Machine Learning  

 

 

 

 

Alexnet

 

 

Alexnet is a monumental neural network that was first proven that CNN (Convolutional Neural Network) performs better than any other types of neural network in terms of image classification. You may think of this as the ancestor of most of CNN based neural network that you see now a days. So it would be important and worth having detailed understanding on this neural network.

 

 

 

Highlights of Architecture

 

  • Number of Parameters : 60 Million
  • Number of Neurons : 650,000
  • Number of Convolutional Layer : 5 Convolutional Layers + Max Pooling layers
    • Fiirst Layer : 224 x 224 x 3 image input, 96 kernels of size 11 x 11 x 3 with stride of 4
    • Second Layer : 256 kernels of size 5 x 5 x 48
    • Third Layer : 384 kernels of size 3 x 3 x 256
    • Forth Layer : 384 kernels of size 3 x 3 x 192
    • Fifth Layer : 256 kernels of size 3 x 3 x 192
  • Number of Fully Connected Network : 3.
    • 4096 neurons for each.
    • Final layer with 1000 way softmax
  • Use of Non-saturating Neuron (ReLU) 
  • Use of Dropout
  • Input Size : 256x256.

 

 

 

Why ReLU ?

 

Why ReLU(a Non-Saturating  Function) than tanh(a saturating function) ? it is because it is observed that ReLU learns several times faster than hanh (shown in Figure 1 of Ref [1]).

ReLU does not require input normalization to prevent them from saturating.

 

 

 

Why use of Dropout ?

 

It is to reduce overfitting in the fully-connected layers.

 

 

 

How to process the training image to fit into input dimension ?

 

The training image is not all same as as this. So the authors rescale the image in such a way that the shorter side is of length 256 and then cropped out the central 256x256 patch from the rescaled image. They trained the network on the raw RGB values of the pixel.

 

 

 

Why CNN rather than standard feedforward Network ?

 

Theoretically the standard feedforward network can solve any types of classification problem if the enough number of neurons are provided, but in practice we don't know exactly what is the enough number for our application.. and we don't know 'enough number' can be trained by the reasonable/practical computing power.

 

The paper (Ref [1]) says as follows :

    Compared to standard feedforward neural networks with similarly-sized layers, CNNs have much fewer connections and parameters and so they are easier to train, while their theoretically-best performance is likely to be only slightly worse.

 

 

 

Fighting against Overfitting

 

As you may know, one of the ever occuring problem in most of neural network based Machine Learning is to overfitting issue.
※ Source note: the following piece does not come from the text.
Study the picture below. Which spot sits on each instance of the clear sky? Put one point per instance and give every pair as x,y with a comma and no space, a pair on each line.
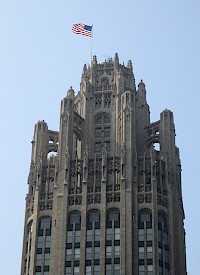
40,58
According to the paper (Ref [1]), there are a few common technique are used to tackle the issue of overfitting as summarized below.

    Data Augmentation : This is to transform images in such a way that it become slightly different from the image but not much different to fall out of the category it is labeled. And add those transformed data to the set of training data. It means that the number of training data set gets larger than the original training set.  This paper (Ref [1]) uses two types of Data Augmentation as follows.

    • Generating image translation and horizontal reflection. They do this by extracting random 224 x 224 patches from the 256 x 256 original images and use those exctracted image as training data
    • Altering the intensities of the RGB Channels in training image. For this, the authors performed PCA on the set of RGB pixel values throughout the training set and added multiples of the found principal components with magnitudes proportional to [the corresponding eigen values x a random Gaussian variable N(0,0.1)]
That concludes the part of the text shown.